Elefteriades John A
Division of Cardiothoracic Surgery, Yale University Medical Center, 333 Cedar Street, Room 121 FMB, New Haven, Connecticut 06510, USA.
World J Surg. 2008 Mar;32(3):366-74. doi: 10.1007/s00268-007-9398-3.
The purpose of the present study was to use the clinical database at the Yale University Center for Thoracic Aortic Disease to shed light on the pathophysiology of thoracic aortic aneurysm (TAA), the clinical behavior of thoracic aortic aneurysm, and the optimal clinical management.
The Yale database contains information on 3,000 patients with thoracic aortic aneurysm, with 9,000 patient-years of follow-up and 9,000 imaging studies. Advanced statistical techniques were applied to this information.

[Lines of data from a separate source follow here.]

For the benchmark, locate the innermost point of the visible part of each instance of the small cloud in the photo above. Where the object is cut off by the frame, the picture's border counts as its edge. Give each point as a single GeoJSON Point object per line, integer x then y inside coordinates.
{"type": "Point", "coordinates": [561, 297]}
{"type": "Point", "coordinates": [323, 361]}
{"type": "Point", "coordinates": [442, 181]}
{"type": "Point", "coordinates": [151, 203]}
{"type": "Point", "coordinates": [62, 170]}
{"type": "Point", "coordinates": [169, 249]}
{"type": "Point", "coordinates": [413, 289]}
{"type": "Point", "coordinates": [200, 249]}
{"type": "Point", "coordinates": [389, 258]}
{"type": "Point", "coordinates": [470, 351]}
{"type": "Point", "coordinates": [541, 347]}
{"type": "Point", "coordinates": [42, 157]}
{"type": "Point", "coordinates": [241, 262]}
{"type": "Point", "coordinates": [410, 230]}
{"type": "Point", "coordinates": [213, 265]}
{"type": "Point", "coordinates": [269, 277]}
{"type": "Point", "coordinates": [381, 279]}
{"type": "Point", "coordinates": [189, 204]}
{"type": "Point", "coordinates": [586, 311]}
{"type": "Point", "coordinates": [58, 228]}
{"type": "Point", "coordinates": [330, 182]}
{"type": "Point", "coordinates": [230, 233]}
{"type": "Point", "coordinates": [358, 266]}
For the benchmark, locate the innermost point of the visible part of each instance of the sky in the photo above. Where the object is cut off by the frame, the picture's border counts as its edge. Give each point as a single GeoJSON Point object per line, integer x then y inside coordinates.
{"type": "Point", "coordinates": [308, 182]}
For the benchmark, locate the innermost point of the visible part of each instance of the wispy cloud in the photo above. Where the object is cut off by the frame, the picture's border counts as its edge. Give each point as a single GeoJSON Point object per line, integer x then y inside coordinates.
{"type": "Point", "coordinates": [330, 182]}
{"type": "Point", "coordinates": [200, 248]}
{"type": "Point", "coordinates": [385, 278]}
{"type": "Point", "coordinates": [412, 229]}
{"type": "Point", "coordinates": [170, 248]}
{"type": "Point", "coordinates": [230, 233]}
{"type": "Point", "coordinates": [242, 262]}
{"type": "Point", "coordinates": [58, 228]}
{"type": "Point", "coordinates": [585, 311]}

Analysis provided the following observations: (1) TAA is a genetic disease with a predominantly autosomal dominant mode of inheritance, (2) matrix metalloproteinase (MMP) enzymes are activated in the pathogenesis of TAA, (3) wall tension in TAA approaches the tensile limits of aortic tissue at a diameter of 6 cm, (4) by the time a TAA reaches a clinical diameter of 6 cm, 34% of affected patients have suffered dissection or rupture, (5) extreme physical exertion or severe emotion often precipitate acute dissection, and (6) single nucleotide polymorphisms (SNPs) are being identified which predispose a patient to TAA.
The "playbook" of TAA is gradually being read, with the help of scientific investigations, positioning practitioners to combat this lethal disease more effectively than ever before.

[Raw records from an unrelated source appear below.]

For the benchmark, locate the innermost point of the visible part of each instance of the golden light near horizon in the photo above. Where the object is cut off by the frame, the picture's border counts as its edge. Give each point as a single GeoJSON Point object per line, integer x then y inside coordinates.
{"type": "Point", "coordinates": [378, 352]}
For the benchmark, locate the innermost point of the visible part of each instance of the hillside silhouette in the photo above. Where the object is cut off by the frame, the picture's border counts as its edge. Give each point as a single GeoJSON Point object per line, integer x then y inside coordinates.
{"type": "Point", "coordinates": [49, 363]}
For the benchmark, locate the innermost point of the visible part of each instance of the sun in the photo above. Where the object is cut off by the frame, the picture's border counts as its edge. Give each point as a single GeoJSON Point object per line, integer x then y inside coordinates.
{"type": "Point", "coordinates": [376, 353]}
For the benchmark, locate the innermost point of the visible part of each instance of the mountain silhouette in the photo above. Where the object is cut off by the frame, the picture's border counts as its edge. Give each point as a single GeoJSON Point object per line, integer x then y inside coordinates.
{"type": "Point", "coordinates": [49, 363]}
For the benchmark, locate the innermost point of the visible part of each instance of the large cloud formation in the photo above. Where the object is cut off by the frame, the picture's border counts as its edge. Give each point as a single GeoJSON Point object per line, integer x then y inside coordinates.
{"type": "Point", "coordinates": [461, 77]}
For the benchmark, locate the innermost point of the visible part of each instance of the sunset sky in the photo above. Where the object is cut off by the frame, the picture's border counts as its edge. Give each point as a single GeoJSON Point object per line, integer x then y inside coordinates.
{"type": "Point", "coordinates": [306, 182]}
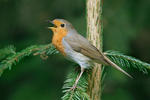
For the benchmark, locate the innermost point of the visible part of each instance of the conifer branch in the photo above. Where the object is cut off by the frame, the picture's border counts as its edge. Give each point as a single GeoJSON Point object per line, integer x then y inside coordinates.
{"type": "Point", "coordinates": [80, 92]}
{"type": "Point", "coordinates": [17, 56]}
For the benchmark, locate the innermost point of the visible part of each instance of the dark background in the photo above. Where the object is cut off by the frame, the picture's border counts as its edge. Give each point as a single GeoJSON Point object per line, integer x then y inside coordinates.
{"type": "Point", "coordinates": [23, 23]}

本研究旨在利用耶鲁大学胸主动脉疾病中心的临床数据库,以阐明胸主动脉瘤(TAA)的病理生理学、胸主动脉瘤的临床行为以及最佳临床管理方法。
耶鲁数据库包含3000例胸主动脉瘤患者的信息,随访时间达9000患者年,并有9000份影像学研究资料。对这些信息应用了先进的统计技术。
分析得出以下观察结果:(1)TAA是一种主要以常染色体显性遗传方式遗传的疾病;(2)基质金属蛋白酶(MMP)在TAA发病机制中被激活;(3)TAA的壁张力在直径达6厘米时接近主动脉组织的拉伸极限;(4)当TAA临床直径达到6厘米时,34%的受影响患者已发生夹层或破裂;(5)剧烈体力活动或强烈情绪常促使急性夹层形成;(6)正在识别出使患者易患TAA的单核苷酸多态性(SNP)。
借助科学研究,TAA的“剧本”正逐渐被解读,使从业者能够比以往更有效地对抗这种致命疾病。